ELITE SQUAD – JUDICIAL SYSTEM REPLACED WITH AR-15 ASSAULT RIFLE
This film holds the record for the longest sequence of funding partner logos I’ve ever had to sit through. What’s truly amazing is that it hails from Brazil, a country so corrupt that groups this large are only ever brought together during mass kidnappings.
One name that stands out is the Brazilian Tourist Authority. They appear to have badly misjudged the film’s potential to attract visitors to Rio De Janeiro, unless they were specifically targeting drug and arms dealers. Admittedly, the film shows this market segment is thriving and has terrific growth potential.
“Elite Squad” takes us inside a Special Operations Unit of the Military Police who use the law enforcement tools of brutality, intimidation and murder to keep a leash on the drug gangs in the slums of Rio.
Love, self worth and a sense of hope is beyond the reach of the teenagers trapped in this rathole, but the primary catalyst for most of the acting out is the ease with which they’ve gained access to automatic weapons and tons of raw cocaine. Most spend their days on the rooftops where they drink, snort coke, mumble to one another and wait for police raids.
Director – José Padilha
Written By – John Kaylin, Braúlio Mantovani, Rodrigo Pimentel & José Padhila
Duration Of Gunfire – 115 mins
A raid provides the only opportunity they’ll get to yell, sprint five or six yards and be riddled with bullets. So many young men choose to die this way, my guess is it’s the only attention they’ve received from an authority figure since their third-grade play.
Anyone left standing has a plastic bag placed over their head by the police and the phrase “Tell me where they are?” yelled at them repeatedly. Victims scream, weep and many, unable to answer the question due to a lack of context, simply faint away.

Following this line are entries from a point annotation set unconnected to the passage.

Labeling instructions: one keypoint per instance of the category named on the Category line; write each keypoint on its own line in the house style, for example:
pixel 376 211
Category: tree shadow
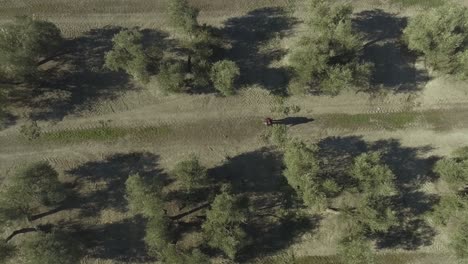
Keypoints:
pixel 119 241
pixel 7 119
pixel 103 181
pixel 278 234
pixel 337 155
pixel 258 176
pixel 257 171
pixel 395 68
pixel 293 120
pixel 248 34
pixel 411 171
pixel 77 79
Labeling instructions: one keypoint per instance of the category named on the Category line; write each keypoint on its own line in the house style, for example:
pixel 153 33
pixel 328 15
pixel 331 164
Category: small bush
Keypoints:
pixel 355 250
pixel 30 130
pixel 223 75
pixel 441 34
pixel 171 77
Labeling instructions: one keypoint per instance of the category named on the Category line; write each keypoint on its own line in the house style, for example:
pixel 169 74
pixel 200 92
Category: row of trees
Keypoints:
pixel 452 209
pixel 30 191
pixel 327 58
pixel 200 46
pixel 372 211
pixel 222 229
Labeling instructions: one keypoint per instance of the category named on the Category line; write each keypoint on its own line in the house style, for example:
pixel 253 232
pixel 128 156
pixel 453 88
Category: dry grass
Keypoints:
pixel 218 128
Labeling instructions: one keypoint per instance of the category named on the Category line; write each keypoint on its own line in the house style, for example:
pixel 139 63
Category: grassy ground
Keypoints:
pixel 98 127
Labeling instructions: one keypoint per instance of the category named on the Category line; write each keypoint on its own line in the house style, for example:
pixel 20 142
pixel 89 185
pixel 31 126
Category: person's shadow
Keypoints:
pixel 292 121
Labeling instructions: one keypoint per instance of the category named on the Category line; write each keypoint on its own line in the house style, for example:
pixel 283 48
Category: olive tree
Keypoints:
pixel 441 34
pixel 171 77
pixel 223 75
pixel 223 227
pixel 199 42
pixel 377 187
pixel 190 173
pixel 24 45
pixel 128 54
pixel 29 189
pixel 52 248
pixel 157 235
pixel 327 56
pixel 183 16
pixel 301 172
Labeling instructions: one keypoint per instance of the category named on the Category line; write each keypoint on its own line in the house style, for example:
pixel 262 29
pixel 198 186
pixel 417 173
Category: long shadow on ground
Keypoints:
pixel 102 185
pixel 411 171
pixel 248 34
pixel 103 181
pixel 395 68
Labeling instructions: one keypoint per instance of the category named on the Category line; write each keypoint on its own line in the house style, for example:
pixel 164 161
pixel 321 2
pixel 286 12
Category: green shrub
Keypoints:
pixel 127 54
pixel 441 34
pixel 29 190
pixel 30 130
pixel 327 56
pixel 224 224
pixel 355 250
pixel 23 44
pixel 223 74
pixel 171 77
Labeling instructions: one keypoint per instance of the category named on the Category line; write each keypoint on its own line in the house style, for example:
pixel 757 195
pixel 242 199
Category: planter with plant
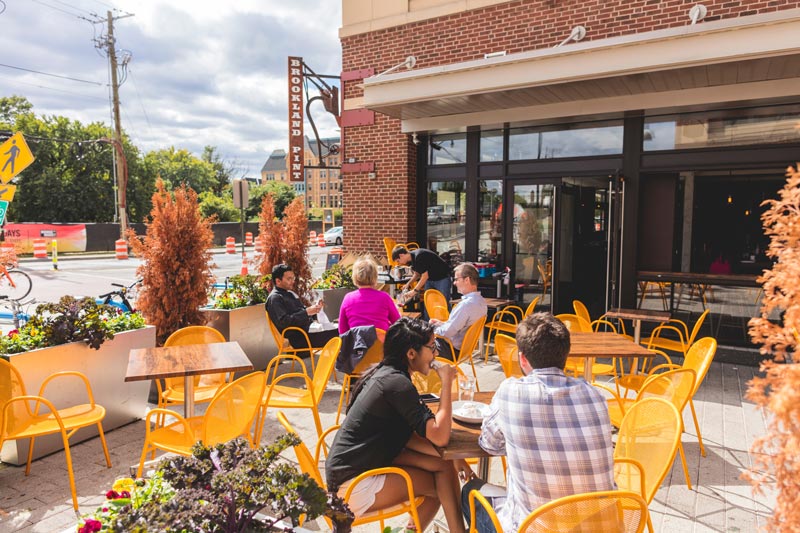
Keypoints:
pixel 238 313
pixel 91 338
pixel 225 488
pixel 334 284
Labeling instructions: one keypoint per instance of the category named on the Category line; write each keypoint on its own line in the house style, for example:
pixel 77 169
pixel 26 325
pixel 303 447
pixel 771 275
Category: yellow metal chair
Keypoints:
pixel 468 346
pixel 373 356
pixel 436 305
pixel 591 512
pixel 647 442
pixel 309 465
pixel 287 397
pixel 508 354
pixel 229 415
pixel 678 327
pixel 20 416
pixel 506 320
pixel 205 386
pixel 676 386
pixel 285 348
pixel 475 496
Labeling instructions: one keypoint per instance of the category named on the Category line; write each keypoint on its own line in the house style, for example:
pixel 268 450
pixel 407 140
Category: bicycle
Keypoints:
pixel 119 297
pixel 14 284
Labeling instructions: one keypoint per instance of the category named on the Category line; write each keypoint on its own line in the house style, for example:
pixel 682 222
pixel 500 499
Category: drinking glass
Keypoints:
pixel 466 388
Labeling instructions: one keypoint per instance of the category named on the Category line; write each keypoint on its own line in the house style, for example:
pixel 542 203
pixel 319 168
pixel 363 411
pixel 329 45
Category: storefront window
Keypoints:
pixel 448 149
pixel 491 146
pixel 490 234
pixel 738 127
pixel 574 141
pixel 446 218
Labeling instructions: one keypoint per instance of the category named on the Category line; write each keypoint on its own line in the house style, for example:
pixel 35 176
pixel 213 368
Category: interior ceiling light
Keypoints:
pixel 577 34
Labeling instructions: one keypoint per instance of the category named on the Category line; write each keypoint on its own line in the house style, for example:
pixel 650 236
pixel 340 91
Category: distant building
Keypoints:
pixel 324 184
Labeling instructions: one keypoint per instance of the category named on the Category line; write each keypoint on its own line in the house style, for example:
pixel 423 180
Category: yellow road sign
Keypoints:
pixel 15 156
pixel 7 192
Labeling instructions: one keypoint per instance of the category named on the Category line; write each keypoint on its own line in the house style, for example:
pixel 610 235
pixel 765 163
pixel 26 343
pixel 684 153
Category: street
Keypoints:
pixel 81 276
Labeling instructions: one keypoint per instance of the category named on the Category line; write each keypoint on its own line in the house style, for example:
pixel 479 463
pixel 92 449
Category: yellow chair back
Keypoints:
pixel 508 354
pixel 614 511
pixel 581 310
pixel 649 434
pixel 232 410
pixel 436 305
pixel 699 357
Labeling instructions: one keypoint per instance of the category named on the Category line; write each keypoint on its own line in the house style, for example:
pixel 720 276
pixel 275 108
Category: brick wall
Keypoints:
pixel 514 27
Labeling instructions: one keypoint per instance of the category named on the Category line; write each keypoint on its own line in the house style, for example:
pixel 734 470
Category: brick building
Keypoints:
pixel 593 138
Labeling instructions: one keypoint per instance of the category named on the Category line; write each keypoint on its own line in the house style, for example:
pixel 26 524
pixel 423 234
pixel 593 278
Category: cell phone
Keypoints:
pixel 429 397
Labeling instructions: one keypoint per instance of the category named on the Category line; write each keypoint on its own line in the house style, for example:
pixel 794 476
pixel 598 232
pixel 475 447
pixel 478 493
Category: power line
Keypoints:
pixel 52 75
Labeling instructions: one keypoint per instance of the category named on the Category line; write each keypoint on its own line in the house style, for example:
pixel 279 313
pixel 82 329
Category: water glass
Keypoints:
pixel 466 388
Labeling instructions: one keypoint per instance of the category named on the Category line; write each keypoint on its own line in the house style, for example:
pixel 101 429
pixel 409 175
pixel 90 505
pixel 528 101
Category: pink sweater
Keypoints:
pixel 367 307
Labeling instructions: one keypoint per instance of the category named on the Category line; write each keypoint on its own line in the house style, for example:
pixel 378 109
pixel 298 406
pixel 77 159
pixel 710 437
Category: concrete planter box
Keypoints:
pixel 105 368
pixel 333 301
pixel 248 327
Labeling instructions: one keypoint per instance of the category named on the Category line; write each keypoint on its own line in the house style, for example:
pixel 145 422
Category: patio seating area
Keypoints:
pixel 719 501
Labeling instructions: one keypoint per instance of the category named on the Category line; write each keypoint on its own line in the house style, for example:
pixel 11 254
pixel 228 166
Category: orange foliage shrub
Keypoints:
pixel 176 272
pixel 776 455
pixel 285 242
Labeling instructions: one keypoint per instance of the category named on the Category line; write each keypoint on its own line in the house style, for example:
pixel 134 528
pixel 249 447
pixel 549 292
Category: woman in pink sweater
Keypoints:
pixel 367 306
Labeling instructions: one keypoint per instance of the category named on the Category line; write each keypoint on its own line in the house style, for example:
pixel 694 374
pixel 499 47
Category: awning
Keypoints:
pixel 748 58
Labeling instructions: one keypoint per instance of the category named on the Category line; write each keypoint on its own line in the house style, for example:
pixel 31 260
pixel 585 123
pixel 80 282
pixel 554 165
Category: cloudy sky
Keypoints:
pixel 202 72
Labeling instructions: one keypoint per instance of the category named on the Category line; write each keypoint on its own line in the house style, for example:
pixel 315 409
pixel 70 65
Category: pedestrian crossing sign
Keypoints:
pixel 15 156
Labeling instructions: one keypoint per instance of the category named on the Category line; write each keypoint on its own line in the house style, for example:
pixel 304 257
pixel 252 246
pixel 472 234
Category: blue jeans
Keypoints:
pixel 445 286
pixel 482 521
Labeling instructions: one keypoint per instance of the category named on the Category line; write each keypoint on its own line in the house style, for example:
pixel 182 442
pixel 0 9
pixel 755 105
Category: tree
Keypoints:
pixel 176 272
pixel 776 455
pixel 180 167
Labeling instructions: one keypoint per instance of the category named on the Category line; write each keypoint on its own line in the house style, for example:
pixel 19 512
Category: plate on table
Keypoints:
pixel 470 412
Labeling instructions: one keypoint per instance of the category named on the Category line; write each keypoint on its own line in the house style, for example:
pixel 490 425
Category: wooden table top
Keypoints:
pixel 188 360
pixel 464 437
pixel 602 344
pixel 650 315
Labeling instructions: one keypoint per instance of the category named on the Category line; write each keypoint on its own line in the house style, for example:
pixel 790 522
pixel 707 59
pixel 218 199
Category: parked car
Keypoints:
pixel 334 235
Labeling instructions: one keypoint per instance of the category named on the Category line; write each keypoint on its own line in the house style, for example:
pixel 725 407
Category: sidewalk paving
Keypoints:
pixel 720 501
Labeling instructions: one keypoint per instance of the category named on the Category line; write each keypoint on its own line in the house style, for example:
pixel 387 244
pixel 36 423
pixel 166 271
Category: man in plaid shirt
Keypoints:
pixel 554 430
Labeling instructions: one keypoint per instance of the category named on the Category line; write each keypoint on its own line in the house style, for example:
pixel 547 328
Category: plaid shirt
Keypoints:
pixel 556 434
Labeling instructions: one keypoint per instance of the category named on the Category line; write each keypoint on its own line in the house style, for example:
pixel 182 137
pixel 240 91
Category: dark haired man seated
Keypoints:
pixel 554 430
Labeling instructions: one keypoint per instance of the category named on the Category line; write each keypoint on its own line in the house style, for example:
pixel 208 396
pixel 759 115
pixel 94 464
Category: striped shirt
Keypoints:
pixel 556 433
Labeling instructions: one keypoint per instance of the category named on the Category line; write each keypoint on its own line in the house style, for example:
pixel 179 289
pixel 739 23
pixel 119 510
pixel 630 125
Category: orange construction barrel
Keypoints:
pixel 121 249
pixel 39 248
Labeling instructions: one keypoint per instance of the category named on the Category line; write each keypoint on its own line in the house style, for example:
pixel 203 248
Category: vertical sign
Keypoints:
pixel 296 137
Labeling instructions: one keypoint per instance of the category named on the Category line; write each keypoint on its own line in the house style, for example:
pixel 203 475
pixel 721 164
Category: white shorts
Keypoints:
pixel 363 495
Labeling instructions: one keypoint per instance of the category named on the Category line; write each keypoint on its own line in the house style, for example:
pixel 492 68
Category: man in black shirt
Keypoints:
pixel 430 271
pixel 285 309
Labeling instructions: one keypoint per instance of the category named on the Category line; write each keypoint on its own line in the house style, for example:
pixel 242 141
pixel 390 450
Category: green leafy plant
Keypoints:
pixel 336 277
pixel 224 488
pixel 243 291
pixel 69 320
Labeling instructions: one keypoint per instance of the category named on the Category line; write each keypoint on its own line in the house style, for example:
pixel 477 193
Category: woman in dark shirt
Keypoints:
pixel 388 425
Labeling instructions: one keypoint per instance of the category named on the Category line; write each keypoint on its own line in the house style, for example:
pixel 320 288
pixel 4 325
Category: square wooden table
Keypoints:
pixel 602 344
pixel 186 361
pixel 464 439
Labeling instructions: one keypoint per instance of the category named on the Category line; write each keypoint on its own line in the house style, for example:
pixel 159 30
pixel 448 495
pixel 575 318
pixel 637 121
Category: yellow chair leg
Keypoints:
pixel 685 467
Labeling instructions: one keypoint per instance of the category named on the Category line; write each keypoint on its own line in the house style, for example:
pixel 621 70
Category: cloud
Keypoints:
pixel 202 72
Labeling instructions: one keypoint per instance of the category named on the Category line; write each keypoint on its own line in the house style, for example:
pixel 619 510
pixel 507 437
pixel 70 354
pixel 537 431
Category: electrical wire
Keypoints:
pixel 52 75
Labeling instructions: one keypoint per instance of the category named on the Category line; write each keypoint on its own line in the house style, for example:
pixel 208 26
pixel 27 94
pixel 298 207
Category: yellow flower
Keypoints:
pixel 125 483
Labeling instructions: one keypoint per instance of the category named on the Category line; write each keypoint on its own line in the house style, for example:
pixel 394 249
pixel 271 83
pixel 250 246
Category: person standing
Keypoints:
pixel 430 272
pixel 554 430
pixel 468 311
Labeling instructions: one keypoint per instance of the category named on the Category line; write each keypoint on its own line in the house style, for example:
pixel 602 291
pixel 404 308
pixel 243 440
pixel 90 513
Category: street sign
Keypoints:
pixel 15 156
pixel 7 192
pixel 3 209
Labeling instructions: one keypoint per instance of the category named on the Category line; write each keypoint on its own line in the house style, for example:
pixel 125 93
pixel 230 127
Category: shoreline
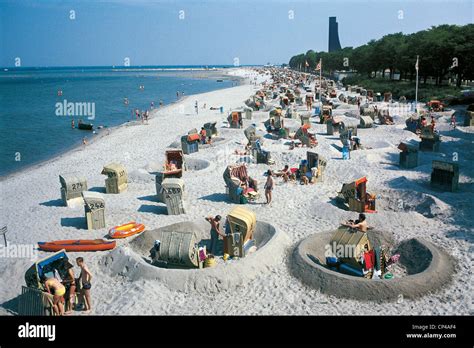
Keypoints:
pixel 104 132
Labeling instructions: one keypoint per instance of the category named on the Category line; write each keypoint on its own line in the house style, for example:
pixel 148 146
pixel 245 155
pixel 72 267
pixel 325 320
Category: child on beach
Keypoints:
pixel 269 187
pixel 85 279
pixel 54 287
pixel 453 121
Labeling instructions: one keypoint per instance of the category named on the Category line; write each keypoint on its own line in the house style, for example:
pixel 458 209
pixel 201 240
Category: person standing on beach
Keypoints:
pixel 269 186
pixel 55 288
pixel 215 232
pixel 85 279
pixel 70 284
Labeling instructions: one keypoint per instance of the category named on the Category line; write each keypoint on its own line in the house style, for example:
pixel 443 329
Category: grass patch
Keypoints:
pixel 426 92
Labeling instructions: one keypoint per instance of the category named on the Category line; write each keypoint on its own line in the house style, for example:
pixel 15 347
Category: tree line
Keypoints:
pixel 444 51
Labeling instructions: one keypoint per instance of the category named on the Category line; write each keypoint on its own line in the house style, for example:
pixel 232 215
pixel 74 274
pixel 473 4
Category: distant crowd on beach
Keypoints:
pixel 70 293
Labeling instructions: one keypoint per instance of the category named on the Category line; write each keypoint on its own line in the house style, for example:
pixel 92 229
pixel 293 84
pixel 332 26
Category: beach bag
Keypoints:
pixel 193 137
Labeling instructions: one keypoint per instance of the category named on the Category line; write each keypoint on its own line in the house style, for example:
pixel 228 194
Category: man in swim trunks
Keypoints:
pixel 54 287
pixel 70 284
pixel 85 279
pixel 269 186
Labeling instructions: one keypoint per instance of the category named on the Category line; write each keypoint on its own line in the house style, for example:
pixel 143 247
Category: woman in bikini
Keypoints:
pixel 54 287
pixel 269 186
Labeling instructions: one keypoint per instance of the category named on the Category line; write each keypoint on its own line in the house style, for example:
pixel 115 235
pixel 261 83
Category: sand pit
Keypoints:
pixel 134 261
pixel 428 269
pixel 215 140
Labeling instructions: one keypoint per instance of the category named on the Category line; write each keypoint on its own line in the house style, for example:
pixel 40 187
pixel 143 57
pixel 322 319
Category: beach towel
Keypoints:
pixel 369 260
pixel 393 259
pixel 378 255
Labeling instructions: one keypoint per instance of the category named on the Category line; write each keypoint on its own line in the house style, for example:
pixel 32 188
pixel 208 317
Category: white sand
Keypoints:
pixel 31 208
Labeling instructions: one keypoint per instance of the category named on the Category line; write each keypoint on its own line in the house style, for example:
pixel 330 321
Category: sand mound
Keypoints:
pixel 405 201
pixel 133 262
pixel 194 164
pixel 428 269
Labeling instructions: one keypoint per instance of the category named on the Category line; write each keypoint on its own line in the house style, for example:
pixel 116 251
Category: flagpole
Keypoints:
pixel 416 88
pixel 320 77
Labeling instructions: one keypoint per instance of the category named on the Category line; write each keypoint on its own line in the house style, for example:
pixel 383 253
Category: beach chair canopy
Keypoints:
pixel 93 200
pixel 57 261
pixel 72 183
pixel 408 146
pixel 446 166
pixel 275 111
pixel 235 171
pixel 116 171
pixel 175 155
pixel 250 132
pixel 242 220
pixel 315 160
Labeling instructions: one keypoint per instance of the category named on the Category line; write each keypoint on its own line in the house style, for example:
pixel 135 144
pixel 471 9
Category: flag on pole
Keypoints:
pixel 318 67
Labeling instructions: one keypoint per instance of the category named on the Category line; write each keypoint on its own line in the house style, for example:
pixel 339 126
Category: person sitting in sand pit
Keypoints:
pixel 203 135
pixel 269 187
pixel 285 173
pixel 54 287
pixel 85 279
pixel 215 232
pixel 360 224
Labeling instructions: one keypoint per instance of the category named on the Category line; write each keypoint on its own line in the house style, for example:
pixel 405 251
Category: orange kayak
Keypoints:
pixel 77 245
pixel 126 230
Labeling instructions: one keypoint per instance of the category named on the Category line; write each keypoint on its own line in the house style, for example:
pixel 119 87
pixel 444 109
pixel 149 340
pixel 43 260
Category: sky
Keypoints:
pixel 202 32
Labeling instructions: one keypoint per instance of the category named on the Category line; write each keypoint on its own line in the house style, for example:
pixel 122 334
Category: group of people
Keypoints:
pixel 204 138
pixel 143 115
pixel 65 290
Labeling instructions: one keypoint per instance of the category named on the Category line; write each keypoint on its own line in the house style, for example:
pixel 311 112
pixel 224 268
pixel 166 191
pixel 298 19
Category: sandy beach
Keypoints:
pixel 407 207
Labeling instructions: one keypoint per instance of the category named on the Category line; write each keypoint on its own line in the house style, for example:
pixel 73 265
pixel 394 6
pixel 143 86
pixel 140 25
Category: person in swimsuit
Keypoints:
pixel 70 285
pixel 54 287
pixel 85 279
pixel 215 232
pixel 269 186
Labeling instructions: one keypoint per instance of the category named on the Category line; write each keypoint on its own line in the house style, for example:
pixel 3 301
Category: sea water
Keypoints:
pixel 35 123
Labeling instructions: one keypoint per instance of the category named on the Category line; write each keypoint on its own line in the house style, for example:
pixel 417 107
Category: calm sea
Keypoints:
pixel 31 129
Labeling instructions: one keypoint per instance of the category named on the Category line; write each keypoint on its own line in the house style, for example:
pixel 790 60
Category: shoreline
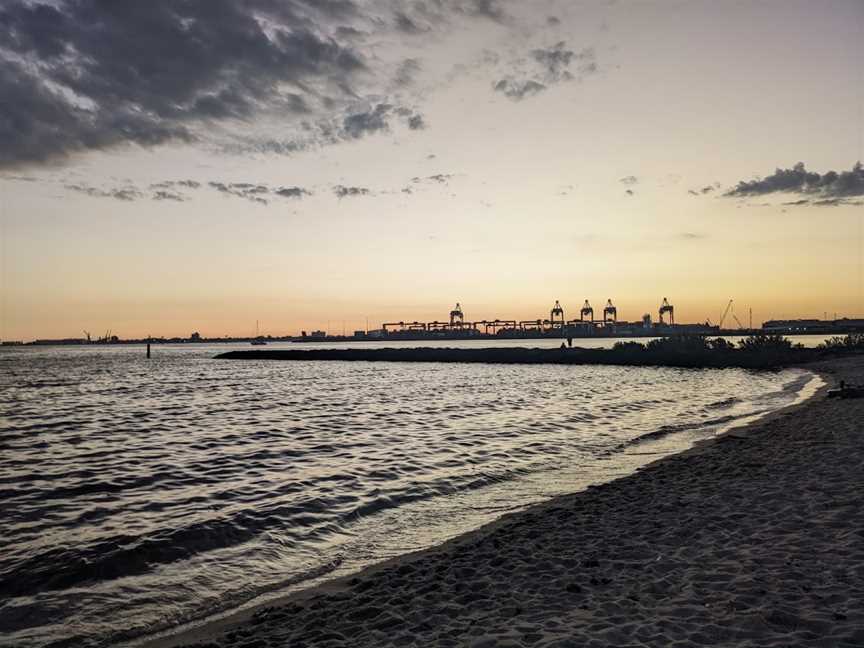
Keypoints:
pixel 274 618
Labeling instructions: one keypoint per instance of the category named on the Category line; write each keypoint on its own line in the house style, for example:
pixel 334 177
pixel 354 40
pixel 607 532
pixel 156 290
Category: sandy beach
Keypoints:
pixel 755 538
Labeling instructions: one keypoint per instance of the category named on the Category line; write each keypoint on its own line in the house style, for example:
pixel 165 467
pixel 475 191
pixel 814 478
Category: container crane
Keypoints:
pixel 666 307
pixel 725 313
pixel 457 318
pixel 556 315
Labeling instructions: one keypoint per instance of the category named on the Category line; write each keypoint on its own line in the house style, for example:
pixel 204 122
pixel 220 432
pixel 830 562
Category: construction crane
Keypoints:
pixel 457 318
pixel 666 307
pixel 725 313
pixel 556 315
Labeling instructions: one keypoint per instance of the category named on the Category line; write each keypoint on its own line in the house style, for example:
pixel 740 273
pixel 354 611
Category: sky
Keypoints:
pixel 200 165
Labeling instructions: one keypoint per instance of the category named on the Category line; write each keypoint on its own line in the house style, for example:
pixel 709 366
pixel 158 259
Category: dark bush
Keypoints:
pixel 851 342
pixel 679 344
pixel 760 342
pixel 720 344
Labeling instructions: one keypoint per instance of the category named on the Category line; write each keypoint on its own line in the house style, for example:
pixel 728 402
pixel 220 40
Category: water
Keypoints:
pixel 140 495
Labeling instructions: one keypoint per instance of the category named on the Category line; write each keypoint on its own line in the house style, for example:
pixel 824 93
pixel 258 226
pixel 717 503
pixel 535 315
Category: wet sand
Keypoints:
pixel 755 538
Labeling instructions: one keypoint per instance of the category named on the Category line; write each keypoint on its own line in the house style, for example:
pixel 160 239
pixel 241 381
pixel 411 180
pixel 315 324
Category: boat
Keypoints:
pixel 259 340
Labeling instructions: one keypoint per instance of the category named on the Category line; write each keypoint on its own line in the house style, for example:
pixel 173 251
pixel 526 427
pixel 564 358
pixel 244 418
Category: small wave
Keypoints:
pixel 666 430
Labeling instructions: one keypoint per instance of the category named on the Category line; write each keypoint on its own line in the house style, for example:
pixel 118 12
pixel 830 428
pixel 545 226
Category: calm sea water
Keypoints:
pixel 141 495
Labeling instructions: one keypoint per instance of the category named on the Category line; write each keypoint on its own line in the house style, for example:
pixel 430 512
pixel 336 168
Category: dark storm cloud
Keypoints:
pixel 352 125
pixel 490 9
pixel 441 178
pixel 548 66
pixel 798 180
pixel 342 191
pixel 407 71
pixel 291 192
pixel 247 190
pixel 87 75
pixel 168 195
pixel 407 25
pixel 518 90
pixel 100 74
pixel 171 184
pixel 370 121
pixel 126 194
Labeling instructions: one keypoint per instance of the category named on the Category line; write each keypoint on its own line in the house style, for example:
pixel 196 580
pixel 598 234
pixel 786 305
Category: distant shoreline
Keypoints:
pixel 393 337
pixel 629 354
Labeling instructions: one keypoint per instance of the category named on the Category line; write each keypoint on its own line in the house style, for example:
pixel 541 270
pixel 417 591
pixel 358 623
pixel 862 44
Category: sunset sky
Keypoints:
pixel 169 167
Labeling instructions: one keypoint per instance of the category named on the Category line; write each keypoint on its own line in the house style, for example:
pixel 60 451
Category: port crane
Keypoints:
pixel 725 313
pixel 457 318
pixel 666 307
pixel 556 315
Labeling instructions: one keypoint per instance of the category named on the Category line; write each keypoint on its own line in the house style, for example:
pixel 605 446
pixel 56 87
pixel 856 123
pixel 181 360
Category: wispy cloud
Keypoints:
pixel 543 68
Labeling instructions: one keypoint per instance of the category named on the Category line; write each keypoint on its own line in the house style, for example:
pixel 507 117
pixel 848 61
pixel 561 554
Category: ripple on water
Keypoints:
pixel 140 494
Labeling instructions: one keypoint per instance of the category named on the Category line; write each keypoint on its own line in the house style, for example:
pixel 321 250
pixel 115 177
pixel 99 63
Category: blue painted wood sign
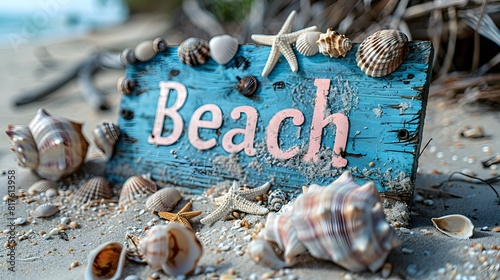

A typical Brazilian courtroom. Case backlogs have forced
many trials to be held outdoors
His top two choices are clean, idealistic hotshots pulled straight from the police academy. Matias is an intellectual, Neto a man of action; both friends since childhood.
Constant reminders that “one man is a dark reflection of the other” drained my enjoyment of the violence and left me ashamed and confused.
Confusion is one of the primary themes in “Elite Squad.” In almost every scene the police and the drug dealers have a hard time telling one another apart. Although members of the Elite Squad wear a black uniform with a distinct skull, knife and
Amid the chaos, and up to his elbows in the blood of thirteen-year-olds, we find Captain Nascimento, an affable, middle-aged squad leader desperate to get off the streets. The catalyst for this career change, his wife Maria, sits at home waiting to have their first child.
Due to some odd quirk in Brazilian labor law, Nascimento is unable to retire from the unit until he finds his own replacement.
High on cocaine, a gang member practices “Guitar Hero” moves as his comrades engage the police in a ferocious gun battle
crossed guns shoulder patch and the drug dealers favor unwashed T Shirts and flip flops, everyone becomes disorientated and switches sides the moment a weapon is discharged.
Director José Padilha may be trying to show how corruption creates such a web of moral confusion it ensnares both the guilty and the innocent.
It’s also possible he’s pandering to Brazilian audiences who believe that everyone is corrupt and like to have no idea who to root for until a film is almost over and they have to spot the hero from among the characters that are still alive.
As the story progresses, the pressure to find the right replacement and the stress of becoming a first-time father push Nascimento to the edge, yet the nightly firefights in the slums barely seem to faze him. From what we know about stress and its link to premature mortality, remaining on active duty with the Elite Squad would appear to be the healthier choice. Unfortunately, Nascimento’s wife sees things quite differently.
In such a testosterone driven film, it’s a nice change of pace to see men on both sides of the law rendered completely impotent by their wives.
Shoulder patch of the real “Tropa de Lite.”
A symbol of integrity and commitment to justice
In Central American countries, women traditionally express unhappiness by wailing loudly and tearing at their husband’s clothes. In Brazil, women with children send out cries on a frequency that causes infants, toddlers and tweens to accompany them in what can only be described as a bawling tsunami. Those who are pregnant follow their husbands from room to room, clutching their swollen bellies doing a spot-on imitation of Talia Shire in “The Godfather.” Unable to handle the noise most of the men break in less than a minute and join the weeping.
Elite Squad is a roller-coaster ride. If emotional highs and lows and close-quarter house-to-house combat with small weapons make you queasy, then stay away. If you plan on visiting Brazil within your lifetime, then give this film a wide berth. But if you’re game for a night of constant tension and a glimpse at the back-streets of Rio from the point of view of an oppressive militant force, kick this film to the top of your Netflix queue.